With digital twins, operators are able to create an infinite number of ‘what-if’ scenarios and model them on a virtual replica of the network without making any changes to the real thing. The assets we’re talking about monitoring are the vital parts of the infrastructure such as the tracks and overhead wires. If you have data readers on these assets and you’re able to monitor them for a period of time, say five years, you will have a good bank of historical data. This data could be used alongside live data to create operating forecasts. When paired with weather forecasts, you can start to create simulations, based on historical data, of how tracks perform at various temperatures.
Backed with the data, and the tools that come as part of a digital twin, operators can provide accurate speed guidance for trains to run that continue to prioritise safety and also keep trains running as efficiently as possible. It’s business decisions made by real insights.
Reducing environmental impact
The same sort of reliable results can be seen with buildings. If the goal is to reduce energy costs and carbon emissions, with the right intelligence you can hit these objectives without effecting the functionality of the building itself. Most organisations want to cut their energy costs, but without the access to adequate information, they don’t know the right steps to take in making the most savings. Digital twins are useful here because they can help building managers to understand their current usage. They can also build simulations that show how they can have the biggest impact with their efficiency drive.

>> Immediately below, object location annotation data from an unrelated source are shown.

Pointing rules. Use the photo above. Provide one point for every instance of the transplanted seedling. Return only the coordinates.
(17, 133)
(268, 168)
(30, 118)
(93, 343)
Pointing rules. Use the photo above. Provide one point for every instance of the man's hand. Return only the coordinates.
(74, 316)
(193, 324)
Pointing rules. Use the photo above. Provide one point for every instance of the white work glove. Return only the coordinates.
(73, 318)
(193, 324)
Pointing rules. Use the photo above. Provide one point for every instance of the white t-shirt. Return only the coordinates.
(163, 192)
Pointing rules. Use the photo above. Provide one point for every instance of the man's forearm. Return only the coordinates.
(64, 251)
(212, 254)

For example, Atkins recently worked with Reading train station to improve its energy performance by around 20 per cent. Existing historical data and modelling was used to see the performance of each asset. In cooperation with Cardiff University’s Computational Urban Sustainability Platform, a digital twin was created that could run various scenarios based on simulation data. The biggest consumers of energy were found to be heavy machinery (such as lifts and escalators), and lighting. Both categories combined contributed to 80 per cent of total energy use. Thanks to the digital twin, options could be modelled to see, for example, if escalators were slowed down when not in use, could energy savings be made – and how much.

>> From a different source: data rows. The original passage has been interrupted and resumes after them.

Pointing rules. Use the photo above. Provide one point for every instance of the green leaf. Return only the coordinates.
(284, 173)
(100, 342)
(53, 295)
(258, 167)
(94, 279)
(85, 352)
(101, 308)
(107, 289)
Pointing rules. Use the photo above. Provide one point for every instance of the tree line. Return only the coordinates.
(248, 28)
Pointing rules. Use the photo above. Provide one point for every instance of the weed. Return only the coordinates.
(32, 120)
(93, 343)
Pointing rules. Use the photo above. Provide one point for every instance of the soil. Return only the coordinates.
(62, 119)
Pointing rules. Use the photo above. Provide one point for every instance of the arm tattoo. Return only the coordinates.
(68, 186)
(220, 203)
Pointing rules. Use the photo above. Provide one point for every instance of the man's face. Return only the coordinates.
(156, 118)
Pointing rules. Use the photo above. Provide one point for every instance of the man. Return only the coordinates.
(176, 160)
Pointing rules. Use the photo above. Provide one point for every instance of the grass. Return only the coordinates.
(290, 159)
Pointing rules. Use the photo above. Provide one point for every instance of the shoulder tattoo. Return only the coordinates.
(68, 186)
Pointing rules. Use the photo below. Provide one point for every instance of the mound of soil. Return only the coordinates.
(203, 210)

The next stage is to install live sensors on the assets so the performance can be understood in real time. By creating a baseline, building management can be alerted when energy usage strays too far away from the agreed threshold. In the future, Artificial Intelligence (AI) could be used to make tweaks automatically so that the building is always operating at an optimum level.
It all starts with data
All of this starts with a data strategy. Building and infrastructure owners need to know how much data they currently have and how much they will collect in the future. As data is the key building block to creating a digital twin, it has to be taken seriously from the outset. However, the challenge is not always technical. It could also be cultural because many organisations are reticent to changing their existing approaches to efficiency. Often, organisations rely on long-tenured building managers who run all of the building’s assets using their experience. But if that person were to leave, all those processes would leave with them. Using data, rather than intuition, is a safer bet in these circumstances, and it helps to maximise energy savings.

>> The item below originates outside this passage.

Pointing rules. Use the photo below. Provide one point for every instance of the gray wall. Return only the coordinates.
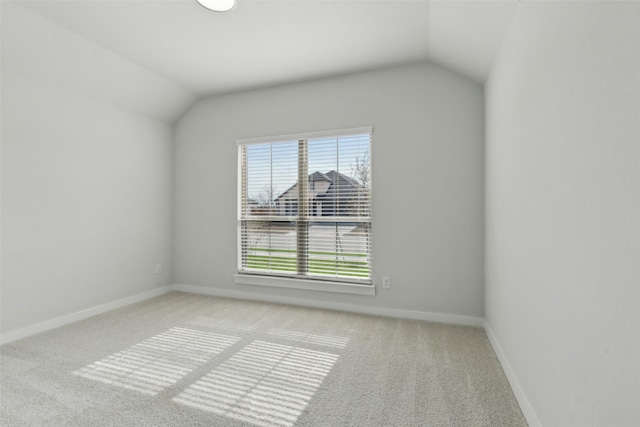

The clock isn’t turning backwards. We have to accept that the climate of our planet is increasing and as such, the way we operate our buildings and infrastructure networks has to change. However, we can get more intelligent with the way we respond to immediate challenges, such as extreme heat or flooding, and we can improve the way we prepare for the future by making our buildings more energy efficient. Digital twins are an open-ended solution in that they can continue to produce benefits as organisations grow and their needs evolve.